Ngaji Dino Iki #831: Olahraga dan Kebahagiaan

0
340
Kenangan sepak olahraga sepak bola masa kecil. (Daenggassing.com)

Assalamualaikum w.w.

KLIKMU.CO

Bersama Ustadz Dr. Imam Syaukani, MA)*

“Do sport with your heart instead of mind. Your mind is full of doubt, while your heart is simply happy.”

(“Lakukan olahraga dengan hatimu, bukan dengan pikiran. Pikiranmu penuh keraguan, sementara hatimu cukup dengan merasa bahagia.”)

Ketika kita mengandalkan pikiran, kita akan menimbang apakah kita sanggup atau tidak sanggup menyelesaikan target olahraga yang kita tekuni.

Namun bila kita mengandalkan hati, keraguan yang menghantui kan terlupakan, langsung saja cus dan biarkan endorfin menambah kebahagiaan berolahraga.

Kebahagiaan hati seperti ini adalah kebahagiaan positif yang diijinkan Allah swt, sepanjang tidak melupakan ibadah wajib kepada Allah swt.

Dari  Khalid bin Yazid Al Juhani berkata; “Rasulullah saw bersabda:

وَلَيْسَ اللَّهْوُ إِلَّا فِي ثَلَاثَةٍ تَأْدِيبِ الرَّجُلِ فَرَسَهُ وَمُلَاعَبَتِهِ امْرَأَتَهُ وَرَمْيِهِ بِقَوْسِهِ وَنَبْلِهِ وَمَنْ تَرَكَ الرَّمْيَ بَعْدَ مَا عَلِمَهُ رَغْبَةً عَنْهُ فَإِنَّهَا نِعْمَةٌ كَفَرَهَا أَوْ قَالَ كَفَرَ بِهَا

Sunan Nasa’i 3522: Tidak ada hiburan kecuali dalam tiga hal; seorang laki-laki yang melatih kudanya, candaan seorang terhadap isterinya, dan lemparan anak panahnya. Dan barangsiapa yang tidak melempar setelah ia mengetahui ilmunya karena tidak menyenanginya, maka sesungguhnya hal itu adalah kenikmatan yang ia kufuri.”

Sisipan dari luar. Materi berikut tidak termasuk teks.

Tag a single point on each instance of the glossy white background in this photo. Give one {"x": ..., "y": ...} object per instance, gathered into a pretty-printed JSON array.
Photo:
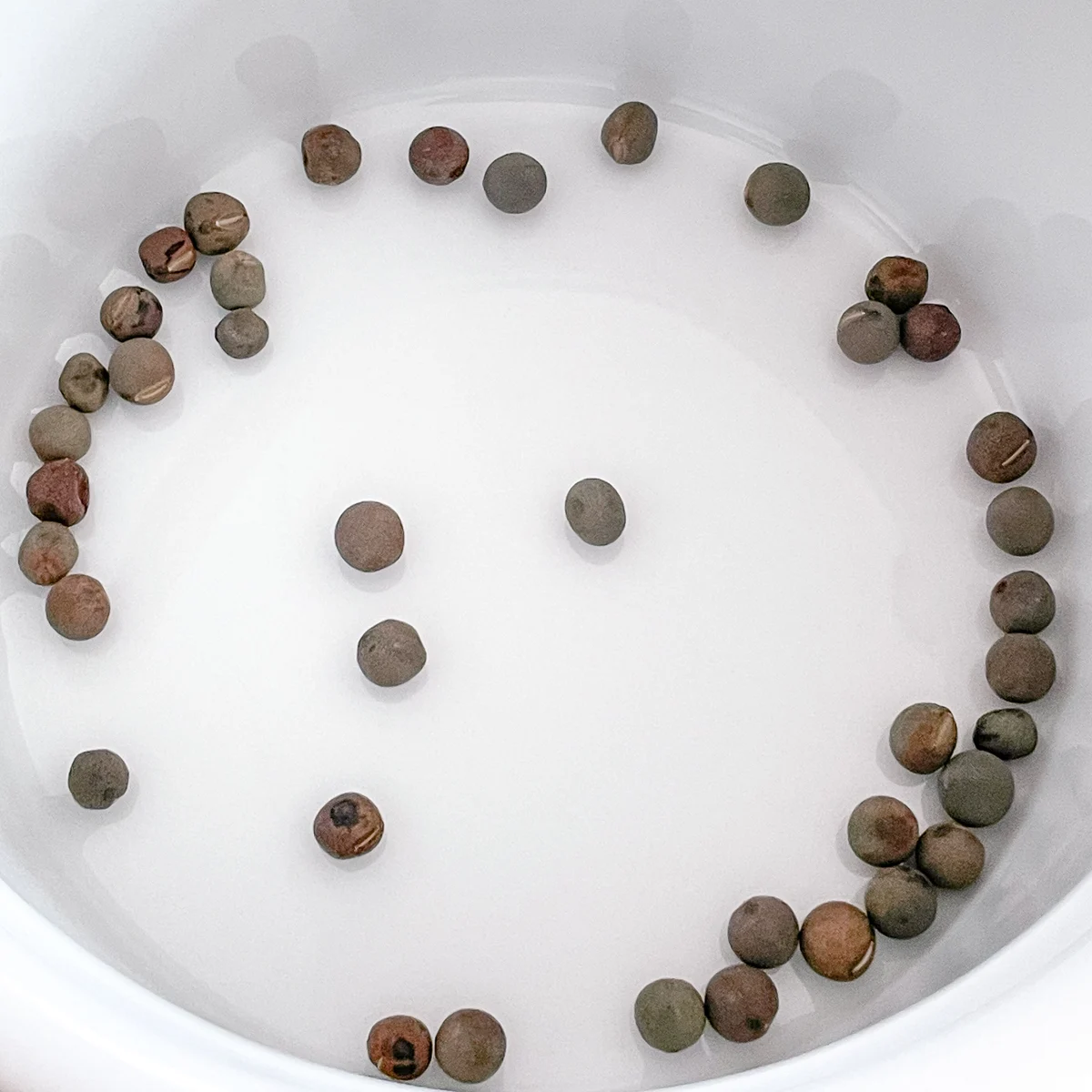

Suatu saat, Rasulallah saw juga bersabda:

“Segala sesuatu yang bukan merupakan dzikir kepada Allah adalah perbuatan yang sia-sia dan lalai, kecuali empat perkara: Seseorang bercengkrama dengan istrinya, seseorang melatih kudanya, bergeraknya seseorang diantara dua tujuan (misal: berlari atau bersepeda,) dan belajar berenang.” (HR. An-Nasai)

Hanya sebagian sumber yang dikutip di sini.